You find a real grace note at the end of the movie with a remarkable performance of “Unchained Melody” from one of Elvis’ last shows, which is the backdrop to a powerful sequence of images of America. Elvis is a wreck physically, bloated and sweaty, but the power of his performance is such that at that point we can embrace the metaphor and even find a little bit of hope.
If that’s what reached you about it, it’s very gratifying to me. Because Elvis’ performance of “Unchained Melody” was the first thing I saw that made it absolutely clear that I had to make the film. It was because of this young, beautiful boy looking at me every time he looks at the camera, trapped inside the body of this transmogrified, capitalistic disaster.

I think the American people are in that look. We’re just trapped here in the machine trying to get out, but everybody works too hard, it’s too hard to put kids through school and deal with mortgages and college payments … Everything is too much. So the idea of being able to break out of this bloated disaster that we’ve been facing is very hard.
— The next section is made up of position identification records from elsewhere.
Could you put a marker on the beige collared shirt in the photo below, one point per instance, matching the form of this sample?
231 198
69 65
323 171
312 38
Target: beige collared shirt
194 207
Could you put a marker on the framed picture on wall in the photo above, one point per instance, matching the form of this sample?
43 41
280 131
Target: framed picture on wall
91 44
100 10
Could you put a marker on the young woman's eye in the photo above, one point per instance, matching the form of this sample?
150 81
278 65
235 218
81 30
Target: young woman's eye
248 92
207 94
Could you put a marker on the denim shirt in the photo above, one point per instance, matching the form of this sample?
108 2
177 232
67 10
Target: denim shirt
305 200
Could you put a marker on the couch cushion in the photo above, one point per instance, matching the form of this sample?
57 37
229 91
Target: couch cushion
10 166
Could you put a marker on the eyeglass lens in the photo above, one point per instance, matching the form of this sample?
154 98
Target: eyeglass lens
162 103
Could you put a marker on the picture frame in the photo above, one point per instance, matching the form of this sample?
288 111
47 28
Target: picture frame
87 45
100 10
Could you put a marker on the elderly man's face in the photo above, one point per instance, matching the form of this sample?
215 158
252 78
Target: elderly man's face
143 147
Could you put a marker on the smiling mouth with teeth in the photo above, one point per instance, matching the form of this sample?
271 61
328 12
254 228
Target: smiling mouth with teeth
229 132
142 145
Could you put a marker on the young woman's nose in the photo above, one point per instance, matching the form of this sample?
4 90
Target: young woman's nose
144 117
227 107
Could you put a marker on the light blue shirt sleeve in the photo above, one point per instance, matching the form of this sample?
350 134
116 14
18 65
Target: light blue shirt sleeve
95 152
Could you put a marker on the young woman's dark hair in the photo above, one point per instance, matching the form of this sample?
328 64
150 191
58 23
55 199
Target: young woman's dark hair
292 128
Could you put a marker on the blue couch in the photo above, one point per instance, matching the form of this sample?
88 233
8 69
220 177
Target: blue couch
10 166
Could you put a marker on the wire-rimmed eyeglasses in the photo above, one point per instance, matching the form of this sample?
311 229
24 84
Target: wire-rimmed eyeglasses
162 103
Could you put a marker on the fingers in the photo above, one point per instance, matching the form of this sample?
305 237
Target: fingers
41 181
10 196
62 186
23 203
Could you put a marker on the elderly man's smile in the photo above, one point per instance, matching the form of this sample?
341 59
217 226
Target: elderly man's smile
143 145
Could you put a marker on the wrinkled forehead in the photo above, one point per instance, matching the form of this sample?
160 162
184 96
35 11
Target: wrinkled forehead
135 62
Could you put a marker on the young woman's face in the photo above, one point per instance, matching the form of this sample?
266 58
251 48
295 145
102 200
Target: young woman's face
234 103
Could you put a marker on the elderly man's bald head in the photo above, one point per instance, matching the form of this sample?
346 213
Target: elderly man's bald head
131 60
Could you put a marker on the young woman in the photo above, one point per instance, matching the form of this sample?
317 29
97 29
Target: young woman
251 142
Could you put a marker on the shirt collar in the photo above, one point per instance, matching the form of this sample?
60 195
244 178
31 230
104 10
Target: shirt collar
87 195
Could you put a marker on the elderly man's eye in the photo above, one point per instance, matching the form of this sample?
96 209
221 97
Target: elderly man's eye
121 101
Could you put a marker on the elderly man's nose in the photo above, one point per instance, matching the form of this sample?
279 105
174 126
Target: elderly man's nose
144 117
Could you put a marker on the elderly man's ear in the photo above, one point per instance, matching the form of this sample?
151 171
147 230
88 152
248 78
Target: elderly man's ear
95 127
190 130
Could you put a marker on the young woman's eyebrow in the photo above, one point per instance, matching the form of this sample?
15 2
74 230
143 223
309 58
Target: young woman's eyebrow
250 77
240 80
And until I saw that “Unchained Melody,” I didn’t have a spiritual communication for the viewer about where hope was. Hope lies in the indefatigable spirit that’s trapped within that tragic figure that Elvis becomes.

Elvis had that glorious moment with “Unchained Melody,” and then weeks later he was dead. Are you more optimistic about the ending for America?
I think we’re seeing greater democratic health in the way the public has become engaged in the shaping of our future than we’ve had in my lifetime. That’s a huge development. Will it be too little too late? Has the damage been done? We are in a place where the environmental issues themselves might be too far gone for us to catch up with it. History will answer that for us.

But in the meantime, I think we have our work cut out for us just to make today more dignified, to make today more fulfilling of our first principles. I’m encouraged and inspired. I have guarded optimism, seeing these motions of democracy that have emerged in reaction to this political era.

There are so many ways in which we are shouting back to say, “No, we haven’t given up! We’re still here, trapped inside this big jumpsuit!”